I'm getting very concerned that pharmacy school is way too easy and the Naplex lets pretty much anybody of minimal knowledge get by. Anybody else notice this?

Probably a Pitt grad.

While I do claim that a ton of pharmacy school is useless...anyone that doesn't know how Amoxil is dosed is a damned idiot. If anyone from my school didn't know that, I'd be dumbfounded. And, yes, the Naplex is too easy. I studied for 5 hours and killed it. I pity any graduate of an accredited school that doesn't pass it.

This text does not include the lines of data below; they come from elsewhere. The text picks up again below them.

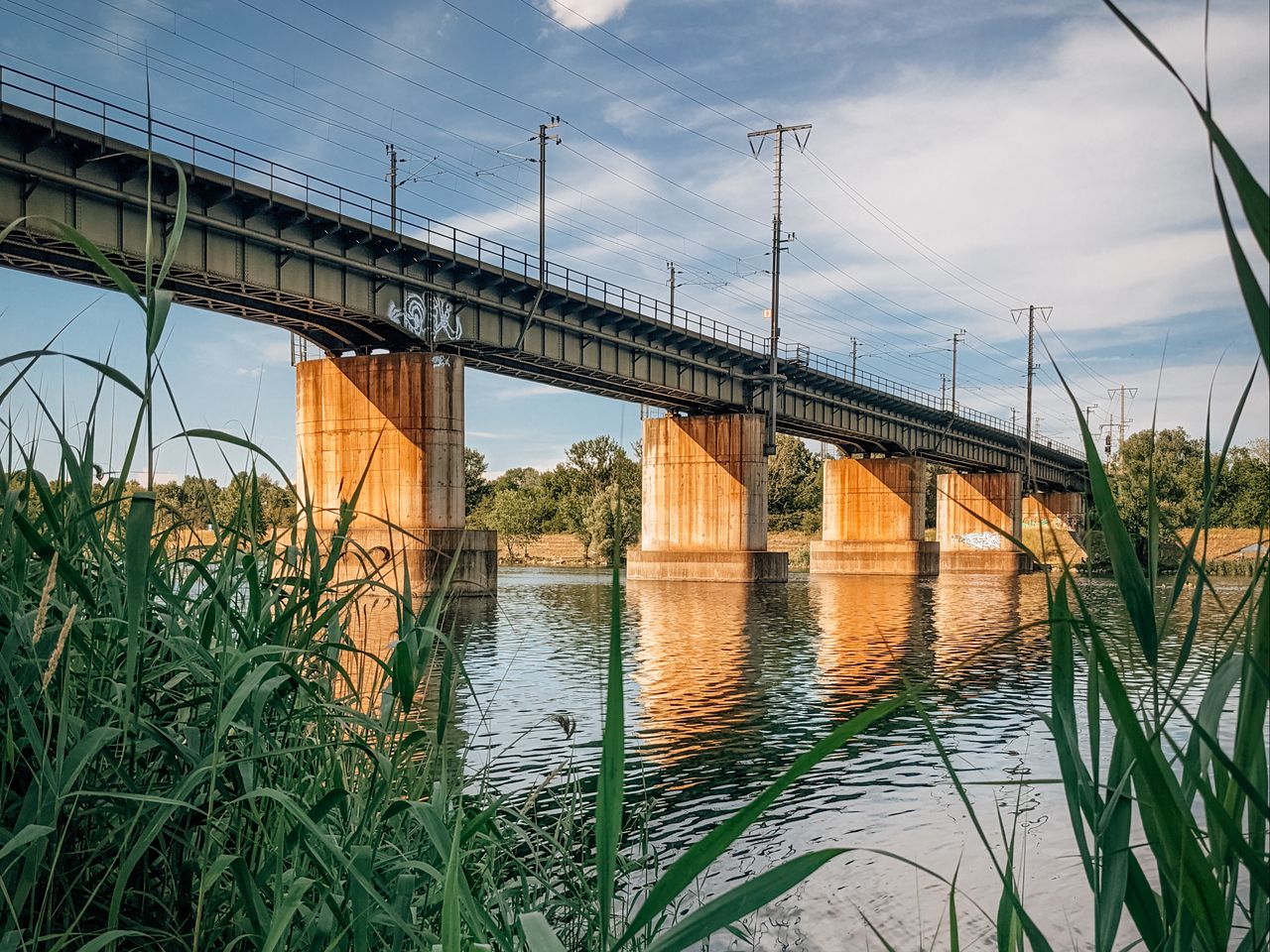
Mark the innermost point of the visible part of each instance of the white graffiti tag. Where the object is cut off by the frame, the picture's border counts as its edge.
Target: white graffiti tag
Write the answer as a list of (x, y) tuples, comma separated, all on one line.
[(985, 540), (427, 313)]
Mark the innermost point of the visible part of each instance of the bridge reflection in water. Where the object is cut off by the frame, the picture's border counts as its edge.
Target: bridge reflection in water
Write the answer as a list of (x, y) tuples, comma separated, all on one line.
[(698, 665), (871, 633)]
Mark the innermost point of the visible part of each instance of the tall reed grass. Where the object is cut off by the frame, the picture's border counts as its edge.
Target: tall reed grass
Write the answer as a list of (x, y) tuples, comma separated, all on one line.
[(181, 767)]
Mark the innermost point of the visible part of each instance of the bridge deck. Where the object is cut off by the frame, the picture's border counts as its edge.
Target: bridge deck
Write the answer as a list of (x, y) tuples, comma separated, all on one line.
[(271, 244)]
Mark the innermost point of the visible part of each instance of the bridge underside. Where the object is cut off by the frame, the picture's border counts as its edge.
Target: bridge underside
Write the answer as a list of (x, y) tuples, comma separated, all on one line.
[(264, 253)]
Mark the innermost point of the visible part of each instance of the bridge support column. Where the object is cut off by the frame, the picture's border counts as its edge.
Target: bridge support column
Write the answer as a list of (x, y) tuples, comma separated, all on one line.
[(874, 520), (973, 509), (398, 420), (1055, 520), (705, 502)]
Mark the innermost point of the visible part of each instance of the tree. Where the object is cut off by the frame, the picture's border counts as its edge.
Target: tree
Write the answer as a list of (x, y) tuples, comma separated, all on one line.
[(794, 485), (589, 470), (475, 485), (518, 516), (1175, 463), (1242, 498), (607, 525)]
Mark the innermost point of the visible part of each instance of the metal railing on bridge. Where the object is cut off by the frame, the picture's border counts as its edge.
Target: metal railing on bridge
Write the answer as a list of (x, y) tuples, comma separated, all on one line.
[(206, 154)]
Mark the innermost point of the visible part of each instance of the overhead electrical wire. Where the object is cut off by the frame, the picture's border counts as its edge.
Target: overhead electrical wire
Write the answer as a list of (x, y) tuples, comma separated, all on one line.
[(572, 225)]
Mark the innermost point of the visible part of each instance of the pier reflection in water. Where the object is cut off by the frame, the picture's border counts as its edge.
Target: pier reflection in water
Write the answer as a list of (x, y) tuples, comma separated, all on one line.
[(726, 684)]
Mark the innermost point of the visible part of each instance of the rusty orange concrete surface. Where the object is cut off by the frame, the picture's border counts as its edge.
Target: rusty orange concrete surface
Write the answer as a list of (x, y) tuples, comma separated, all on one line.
[(874, 520), (974, 515), (705, 502), (393, 422)]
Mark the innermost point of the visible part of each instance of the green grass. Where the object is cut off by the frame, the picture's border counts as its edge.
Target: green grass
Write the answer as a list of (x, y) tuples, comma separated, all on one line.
[(181, 767)]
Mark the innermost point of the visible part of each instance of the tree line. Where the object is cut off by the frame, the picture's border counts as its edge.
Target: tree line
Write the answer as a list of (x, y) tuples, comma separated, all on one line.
[(1173, 465), (595, 495)]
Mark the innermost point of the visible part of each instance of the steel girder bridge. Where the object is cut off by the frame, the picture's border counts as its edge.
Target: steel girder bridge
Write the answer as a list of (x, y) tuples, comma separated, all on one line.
[(271, 244)]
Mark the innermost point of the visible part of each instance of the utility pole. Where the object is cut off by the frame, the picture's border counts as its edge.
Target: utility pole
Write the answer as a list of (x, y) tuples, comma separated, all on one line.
[(956, 338), (394, 180), (391, 178), (1032, 366), (774, 368), (671, 266), (1123, 393), (543, 137)]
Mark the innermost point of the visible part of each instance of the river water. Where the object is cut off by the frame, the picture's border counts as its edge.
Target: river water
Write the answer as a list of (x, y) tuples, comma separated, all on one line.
[(726, 684)]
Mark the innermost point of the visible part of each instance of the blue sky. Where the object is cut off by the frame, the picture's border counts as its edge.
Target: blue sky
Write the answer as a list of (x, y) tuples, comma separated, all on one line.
[(965, 159)]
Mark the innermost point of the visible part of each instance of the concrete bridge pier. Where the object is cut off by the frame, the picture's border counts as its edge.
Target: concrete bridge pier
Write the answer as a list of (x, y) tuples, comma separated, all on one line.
[(705, 502), (973, 509), (874, 520), (1055, 520), (398, 420)]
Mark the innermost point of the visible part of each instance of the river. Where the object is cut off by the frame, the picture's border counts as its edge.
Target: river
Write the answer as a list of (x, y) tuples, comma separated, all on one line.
[(726, 684)]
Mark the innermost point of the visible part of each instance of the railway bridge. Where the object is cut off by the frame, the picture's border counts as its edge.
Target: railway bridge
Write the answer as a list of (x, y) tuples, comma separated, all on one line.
[(399, 304)]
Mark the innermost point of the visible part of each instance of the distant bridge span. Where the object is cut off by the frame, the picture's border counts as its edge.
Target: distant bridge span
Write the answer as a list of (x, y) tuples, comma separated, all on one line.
[(272, 244)]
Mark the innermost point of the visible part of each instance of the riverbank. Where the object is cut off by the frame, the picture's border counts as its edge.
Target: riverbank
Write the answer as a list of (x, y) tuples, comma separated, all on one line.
[(563, 549)]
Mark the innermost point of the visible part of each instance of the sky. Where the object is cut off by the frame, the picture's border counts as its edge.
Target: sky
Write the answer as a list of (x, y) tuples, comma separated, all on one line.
[(965, 159)]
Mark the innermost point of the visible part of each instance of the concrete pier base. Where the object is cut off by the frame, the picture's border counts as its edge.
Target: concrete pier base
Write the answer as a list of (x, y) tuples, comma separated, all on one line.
[(973, 512), (902, 557), (707, 566), (705, 502), (393, 425), (874, 520)]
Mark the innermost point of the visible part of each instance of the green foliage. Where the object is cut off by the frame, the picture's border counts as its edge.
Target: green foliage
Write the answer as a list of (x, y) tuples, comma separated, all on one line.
[(1165, 470), (794, 486), (587, 486), (794, 481), (475, 485), (1243, 488), (1164, 467), (520, 516)]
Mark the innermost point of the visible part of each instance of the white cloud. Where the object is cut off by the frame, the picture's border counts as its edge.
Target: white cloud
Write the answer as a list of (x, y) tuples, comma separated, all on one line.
[(580, 14)]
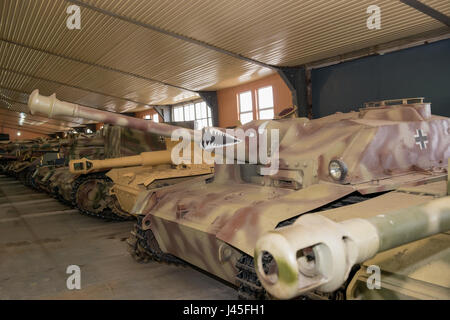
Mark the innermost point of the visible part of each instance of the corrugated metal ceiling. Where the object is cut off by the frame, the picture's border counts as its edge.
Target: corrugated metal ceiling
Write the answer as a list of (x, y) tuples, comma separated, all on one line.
[(119, 64)]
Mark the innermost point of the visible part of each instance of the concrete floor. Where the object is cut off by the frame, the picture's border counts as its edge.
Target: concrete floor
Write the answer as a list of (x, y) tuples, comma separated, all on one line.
[(40, 237)]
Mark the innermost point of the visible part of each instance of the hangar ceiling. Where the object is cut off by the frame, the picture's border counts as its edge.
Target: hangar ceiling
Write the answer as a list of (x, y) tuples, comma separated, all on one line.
[(132, 55)]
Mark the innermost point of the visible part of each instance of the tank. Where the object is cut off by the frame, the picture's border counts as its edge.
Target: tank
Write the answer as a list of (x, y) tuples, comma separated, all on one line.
[(318, 254), (127, 177), (271, 172)]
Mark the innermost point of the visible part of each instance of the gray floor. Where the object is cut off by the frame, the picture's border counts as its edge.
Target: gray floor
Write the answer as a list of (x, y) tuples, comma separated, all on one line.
[(40, 237)]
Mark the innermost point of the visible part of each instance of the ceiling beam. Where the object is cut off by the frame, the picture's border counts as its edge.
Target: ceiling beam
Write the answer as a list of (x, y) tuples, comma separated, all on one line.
[(404, 43), (96, 65), (24, 128), (28, 119), (174, 35), (429, 11), (48, 120), (72, 86)]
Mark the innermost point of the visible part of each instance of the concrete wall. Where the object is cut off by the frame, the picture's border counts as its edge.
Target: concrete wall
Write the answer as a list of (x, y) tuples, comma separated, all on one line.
[(422, 71)]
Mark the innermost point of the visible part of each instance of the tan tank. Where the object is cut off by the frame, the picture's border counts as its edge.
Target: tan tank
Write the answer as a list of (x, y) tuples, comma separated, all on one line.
[(275, 171)]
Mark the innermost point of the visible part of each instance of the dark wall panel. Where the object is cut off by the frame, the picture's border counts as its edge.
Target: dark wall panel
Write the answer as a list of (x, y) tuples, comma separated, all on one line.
[(422, 71)]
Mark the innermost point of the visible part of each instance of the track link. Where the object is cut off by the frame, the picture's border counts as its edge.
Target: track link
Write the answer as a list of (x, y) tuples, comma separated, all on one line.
[(105, 213), (143, 247)]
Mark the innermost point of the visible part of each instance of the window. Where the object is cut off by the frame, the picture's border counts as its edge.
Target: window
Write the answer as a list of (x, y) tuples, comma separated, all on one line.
[(198, 112), (178, 114), (264, 108), (245, 107), (189, 112), (265, 103)]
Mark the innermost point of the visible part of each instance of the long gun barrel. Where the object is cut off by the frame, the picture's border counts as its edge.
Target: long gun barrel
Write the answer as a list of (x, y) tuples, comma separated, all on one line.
[(84, 166), (51, 106), (211, 138), (316, 253)]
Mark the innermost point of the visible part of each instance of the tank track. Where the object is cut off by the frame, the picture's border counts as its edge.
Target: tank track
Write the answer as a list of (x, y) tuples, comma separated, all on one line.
[(106, 213), (143, 247), (249, 286)]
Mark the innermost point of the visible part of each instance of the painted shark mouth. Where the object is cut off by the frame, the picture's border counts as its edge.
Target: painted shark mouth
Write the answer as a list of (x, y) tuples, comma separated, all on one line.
[(213, 138)]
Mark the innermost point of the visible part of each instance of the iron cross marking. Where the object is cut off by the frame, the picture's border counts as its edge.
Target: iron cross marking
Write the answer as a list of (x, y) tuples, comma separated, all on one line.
[(421, 139)]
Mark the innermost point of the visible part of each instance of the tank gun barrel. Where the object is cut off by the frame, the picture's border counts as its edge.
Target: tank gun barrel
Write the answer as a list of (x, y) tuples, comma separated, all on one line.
[(84, 166), (51, 106), (209, 139), (316, 253)]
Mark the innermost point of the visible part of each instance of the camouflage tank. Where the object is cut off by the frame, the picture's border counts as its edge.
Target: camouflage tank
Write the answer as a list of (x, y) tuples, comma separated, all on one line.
[(28, 154), (48, 176), (274, 172)]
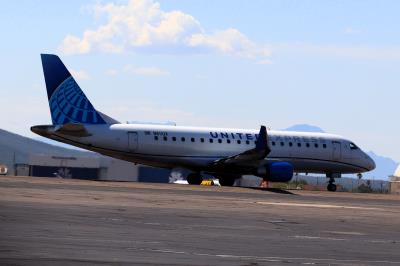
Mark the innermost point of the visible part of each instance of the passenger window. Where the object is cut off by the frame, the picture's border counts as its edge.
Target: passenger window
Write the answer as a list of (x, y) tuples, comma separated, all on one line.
[(353, 146)]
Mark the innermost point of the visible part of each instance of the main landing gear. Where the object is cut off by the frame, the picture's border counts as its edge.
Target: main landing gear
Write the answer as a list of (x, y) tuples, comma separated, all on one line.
[(194, 179)]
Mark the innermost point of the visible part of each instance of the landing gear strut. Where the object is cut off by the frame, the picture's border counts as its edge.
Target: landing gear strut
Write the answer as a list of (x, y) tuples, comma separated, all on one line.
[(194, 179), (331, 185)]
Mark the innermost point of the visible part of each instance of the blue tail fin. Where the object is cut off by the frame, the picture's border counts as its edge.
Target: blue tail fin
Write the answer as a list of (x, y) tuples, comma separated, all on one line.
[(68, 103)]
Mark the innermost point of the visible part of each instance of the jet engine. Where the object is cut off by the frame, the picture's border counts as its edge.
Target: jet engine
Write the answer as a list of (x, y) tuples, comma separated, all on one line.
[(276, 172)]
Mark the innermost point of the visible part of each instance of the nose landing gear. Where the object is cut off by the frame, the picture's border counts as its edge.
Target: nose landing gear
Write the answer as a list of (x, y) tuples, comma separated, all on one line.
[(331, 185)]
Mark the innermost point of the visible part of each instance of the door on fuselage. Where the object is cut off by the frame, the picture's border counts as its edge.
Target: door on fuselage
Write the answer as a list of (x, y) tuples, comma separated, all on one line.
[(132, 141), (336, 150)]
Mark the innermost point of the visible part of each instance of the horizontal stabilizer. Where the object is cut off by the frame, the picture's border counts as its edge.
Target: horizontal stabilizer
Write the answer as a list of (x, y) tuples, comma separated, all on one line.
[(74, 130)]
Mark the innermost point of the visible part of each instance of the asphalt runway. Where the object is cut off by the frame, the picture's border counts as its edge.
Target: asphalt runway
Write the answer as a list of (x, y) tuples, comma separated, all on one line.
[(74, 222)]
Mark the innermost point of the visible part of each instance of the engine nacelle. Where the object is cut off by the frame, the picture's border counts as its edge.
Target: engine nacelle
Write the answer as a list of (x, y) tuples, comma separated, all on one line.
[(276, 172)]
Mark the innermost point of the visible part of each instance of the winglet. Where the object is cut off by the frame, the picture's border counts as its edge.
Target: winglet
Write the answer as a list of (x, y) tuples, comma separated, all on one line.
[(262, 141)]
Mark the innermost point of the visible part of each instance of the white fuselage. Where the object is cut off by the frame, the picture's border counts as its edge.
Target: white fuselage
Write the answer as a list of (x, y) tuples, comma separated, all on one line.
[(196, 148)]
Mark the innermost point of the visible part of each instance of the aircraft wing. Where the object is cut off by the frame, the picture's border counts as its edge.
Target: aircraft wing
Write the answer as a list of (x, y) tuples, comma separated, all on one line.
[(261, 150)]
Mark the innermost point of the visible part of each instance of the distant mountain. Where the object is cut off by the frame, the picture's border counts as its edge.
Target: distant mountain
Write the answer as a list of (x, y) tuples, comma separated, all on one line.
[(384, 166), (304, 128)]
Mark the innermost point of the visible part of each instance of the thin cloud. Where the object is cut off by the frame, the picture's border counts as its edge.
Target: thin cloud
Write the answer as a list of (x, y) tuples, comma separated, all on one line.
[(146, 71), (141, 26)]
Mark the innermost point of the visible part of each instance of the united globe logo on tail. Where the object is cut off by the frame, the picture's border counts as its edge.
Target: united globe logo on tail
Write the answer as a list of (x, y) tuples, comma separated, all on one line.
[(68, 103)]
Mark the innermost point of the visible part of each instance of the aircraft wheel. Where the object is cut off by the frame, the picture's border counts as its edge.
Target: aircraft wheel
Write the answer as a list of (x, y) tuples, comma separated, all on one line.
[(194, 179), (226, 181), (331, 187)]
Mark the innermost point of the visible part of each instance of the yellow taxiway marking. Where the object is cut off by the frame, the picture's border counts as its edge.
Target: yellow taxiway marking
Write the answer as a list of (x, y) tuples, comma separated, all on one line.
[(313, 205)]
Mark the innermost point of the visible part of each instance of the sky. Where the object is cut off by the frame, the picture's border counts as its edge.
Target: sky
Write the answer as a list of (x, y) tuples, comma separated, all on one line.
[(333, 64)]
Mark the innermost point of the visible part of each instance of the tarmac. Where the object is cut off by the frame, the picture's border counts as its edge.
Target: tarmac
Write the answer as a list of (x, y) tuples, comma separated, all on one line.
[(48, 221)]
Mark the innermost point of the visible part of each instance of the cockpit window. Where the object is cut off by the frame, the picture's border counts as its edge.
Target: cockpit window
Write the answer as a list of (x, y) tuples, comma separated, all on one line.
[(353, 146)]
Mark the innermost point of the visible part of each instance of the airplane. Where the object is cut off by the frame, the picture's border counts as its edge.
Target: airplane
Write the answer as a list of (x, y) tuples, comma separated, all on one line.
[(225, 153)]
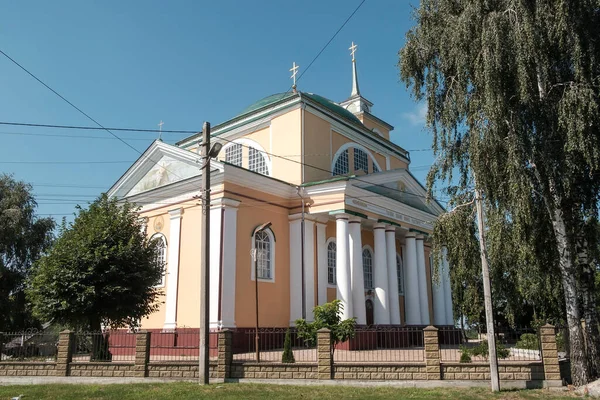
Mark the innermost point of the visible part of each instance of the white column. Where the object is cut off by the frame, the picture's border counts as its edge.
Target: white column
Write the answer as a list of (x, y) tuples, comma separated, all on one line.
[(394, 306), (356, 272), (322, 267), (309, 268), (423, 298), (173, 269), (412, 305), (295, 270), (380, 277), (342, 265), (228, 269), (439, 298), (447, 291)]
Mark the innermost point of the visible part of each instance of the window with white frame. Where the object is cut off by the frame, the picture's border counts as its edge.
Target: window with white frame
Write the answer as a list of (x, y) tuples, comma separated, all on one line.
[(368, 268), (400, 272), (233, 154), (263, 245), (331, 260), (361, 161), (161, 256), (342, 166), (257, 162)]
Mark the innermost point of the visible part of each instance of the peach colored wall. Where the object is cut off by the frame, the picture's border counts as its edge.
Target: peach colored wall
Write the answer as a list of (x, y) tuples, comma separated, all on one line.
[(274, 298), (317, 152), (188, 293)]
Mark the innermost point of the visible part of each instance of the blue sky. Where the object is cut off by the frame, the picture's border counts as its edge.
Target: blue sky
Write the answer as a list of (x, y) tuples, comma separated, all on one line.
[(135, 63)]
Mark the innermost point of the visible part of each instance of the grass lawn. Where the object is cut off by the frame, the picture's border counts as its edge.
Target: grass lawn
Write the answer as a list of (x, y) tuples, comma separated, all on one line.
[(181, 390)]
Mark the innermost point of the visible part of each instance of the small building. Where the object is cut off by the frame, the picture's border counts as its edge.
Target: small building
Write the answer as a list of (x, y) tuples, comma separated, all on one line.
[(348, 219)]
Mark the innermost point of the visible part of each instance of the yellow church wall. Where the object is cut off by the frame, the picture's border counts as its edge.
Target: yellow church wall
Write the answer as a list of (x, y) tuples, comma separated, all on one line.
[(287, 141), (317, 153), (188, 293), (274, 299)]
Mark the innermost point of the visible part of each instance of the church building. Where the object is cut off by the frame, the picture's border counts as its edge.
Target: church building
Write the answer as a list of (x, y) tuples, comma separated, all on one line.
[(346, 218)]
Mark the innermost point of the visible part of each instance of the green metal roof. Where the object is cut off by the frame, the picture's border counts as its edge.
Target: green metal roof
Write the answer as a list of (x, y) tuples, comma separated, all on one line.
[(330, 105)]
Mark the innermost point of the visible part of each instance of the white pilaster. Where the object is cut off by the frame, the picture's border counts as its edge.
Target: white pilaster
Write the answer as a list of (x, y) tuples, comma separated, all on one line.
[(394, 306), (412, 304), (322, 263), (447, 290), (295, 270), (173, 269), (423, 298), (214, 264), (228, 269), (309, 268), (342, 266), (356, 272), (380, 278), (439, 298)]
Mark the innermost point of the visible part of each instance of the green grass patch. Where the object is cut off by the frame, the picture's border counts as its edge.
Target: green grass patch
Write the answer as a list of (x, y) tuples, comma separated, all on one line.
[(185, 390)]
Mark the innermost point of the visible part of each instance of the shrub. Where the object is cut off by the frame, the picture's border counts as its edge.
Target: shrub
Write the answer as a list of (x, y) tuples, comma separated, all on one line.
[(288, 355), (528, 341)]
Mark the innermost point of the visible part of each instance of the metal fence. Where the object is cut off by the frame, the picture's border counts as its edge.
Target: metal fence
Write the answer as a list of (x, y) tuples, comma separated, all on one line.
[(180, 346), (271, 345), (466, 346), (382, 344), (29, 345), (106, 346)]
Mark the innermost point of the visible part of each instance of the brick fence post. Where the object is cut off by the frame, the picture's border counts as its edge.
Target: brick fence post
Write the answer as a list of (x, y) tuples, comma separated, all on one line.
[(142, 354), (550, 355), (225, 354), (64, 354), (432, 353), (324, 359)]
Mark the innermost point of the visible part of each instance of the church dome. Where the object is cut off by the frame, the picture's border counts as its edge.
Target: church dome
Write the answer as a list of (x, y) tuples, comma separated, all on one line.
[(323, 101)]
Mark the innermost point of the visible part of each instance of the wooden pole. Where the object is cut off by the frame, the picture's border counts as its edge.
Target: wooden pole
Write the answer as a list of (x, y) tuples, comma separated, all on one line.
[(203, 368), (487, 294)]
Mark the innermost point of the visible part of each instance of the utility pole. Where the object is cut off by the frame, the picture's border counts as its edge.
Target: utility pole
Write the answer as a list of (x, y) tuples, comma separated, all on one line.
[(487, 293), (205, 151)]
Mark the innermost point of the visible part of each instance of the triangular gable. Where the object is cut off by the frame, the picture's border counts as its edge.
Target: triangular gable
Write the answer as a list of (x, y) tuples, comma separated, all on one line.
[(160, 165)]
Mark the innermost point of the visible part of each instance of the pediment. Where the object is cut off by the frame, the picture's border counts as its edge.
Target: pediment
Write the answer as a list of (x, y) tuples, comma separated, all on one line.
[(160, 165)]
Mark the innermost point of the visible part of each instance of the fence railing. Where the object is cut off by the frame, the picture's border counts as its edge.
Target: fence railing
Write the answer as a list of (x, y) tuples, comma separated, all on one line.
[(271, 346), (522, 344), (29, 345), (180, 346), (110, 345), (382, 344)]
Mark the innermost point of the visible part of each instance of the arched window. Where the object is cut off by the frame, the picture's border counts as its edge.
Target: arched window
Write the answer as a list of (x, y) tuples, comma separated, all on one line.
[(400, 272), (233, 154), (161, 255), (257, 162), (331, 260), (263, 244), (368, 268), (341, 165), (361, 161)]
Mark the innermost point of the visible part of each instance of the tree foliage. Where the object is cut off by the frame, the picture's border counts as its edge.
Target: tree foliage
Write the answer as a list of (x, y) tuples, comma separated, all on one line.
[(101, 270), (328, 315), (23, 238), (512, 93)]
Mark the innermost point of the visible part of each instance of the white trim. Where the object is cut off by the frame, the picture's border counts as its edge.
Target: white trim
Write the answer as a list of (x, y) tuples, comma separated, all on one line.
[(351, 162), (269, 233), (165, 257), (331, 239), (247, 143)]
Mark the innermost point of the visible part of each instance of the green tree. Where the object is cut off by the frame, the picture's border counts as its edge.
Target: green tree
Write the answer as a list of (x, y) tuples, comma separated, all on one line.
[(101, 270), (328, 315), (23, 238), (512, 89)]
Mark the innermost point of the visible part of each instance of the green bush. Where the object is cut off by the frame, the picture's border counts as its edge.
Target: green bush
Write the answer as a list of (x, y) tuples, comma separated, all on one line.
[(528, 341), (288, 354)]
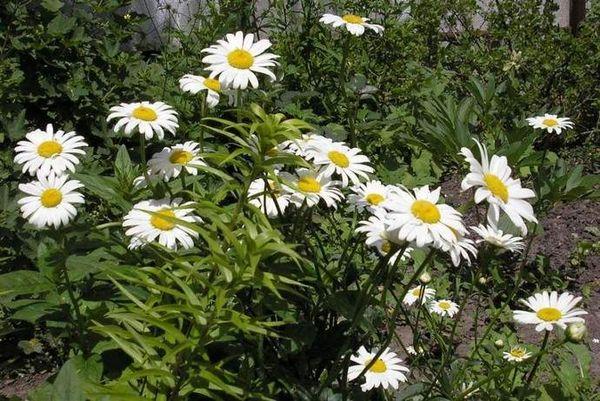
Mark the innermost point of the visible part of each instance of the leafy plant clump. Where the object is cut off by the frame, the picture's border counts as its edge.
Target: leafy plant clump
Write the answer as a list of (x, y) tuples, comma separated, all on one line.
[(256, 214)]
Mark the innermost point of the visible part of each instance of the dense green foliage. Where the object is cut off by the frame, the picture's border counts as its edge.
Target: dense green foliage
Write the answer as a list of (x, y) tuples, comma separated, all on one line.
[(272, 309)]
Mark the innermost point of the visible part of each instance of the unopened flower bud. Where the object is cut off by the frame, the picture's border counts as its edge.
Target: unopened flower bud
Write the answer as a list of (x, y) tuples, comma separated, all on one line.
[(576, 332), (425, 278)]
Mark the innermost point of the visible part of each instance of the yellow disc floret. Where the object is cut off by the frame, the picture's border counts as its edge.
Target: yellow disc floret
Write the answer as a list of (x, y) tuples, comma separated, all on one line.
[(180, 157), (445, 305), (212, 84), (378, 367), (518, 352), (158, 220), (425, 211), (240, 59), (338, 158), (144, 113), (386, 246), (49, 148), (352, 19), (496, 186), (51, 197), (374, 199), (549, 314), (309, 184)]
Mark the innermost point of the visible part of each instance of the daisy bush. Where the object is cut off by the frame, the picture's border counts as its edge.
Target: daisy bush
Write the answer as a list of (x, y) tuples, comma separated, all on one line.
[(218, 243)]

What school did said student graduate from?
 
Not Pharmacy...

Rather than treat you like a student in professional school & each you about things you need to know, i.e. medicines, they baby the class and make us take completely useless classes with completely useless labs related to Gen Chem, Analytical Chem, etc. In other words, they're teaching a lot of stupid things "other than Pharmacy"...focus on the basic sciences rather than clinical sciences..
 
Not Pharmacy...

Rather than treat you like a student in professional school & each you about things you need to know, i.e. medicines, they baby the class and make us take completely useless classes with completely useless labs related to Gen Chem, Analytical Chem, etc. In other words, they're teaching a lot of stupid things "other than Pharmacy"...focus on the basic sciences rather than clinical sciences..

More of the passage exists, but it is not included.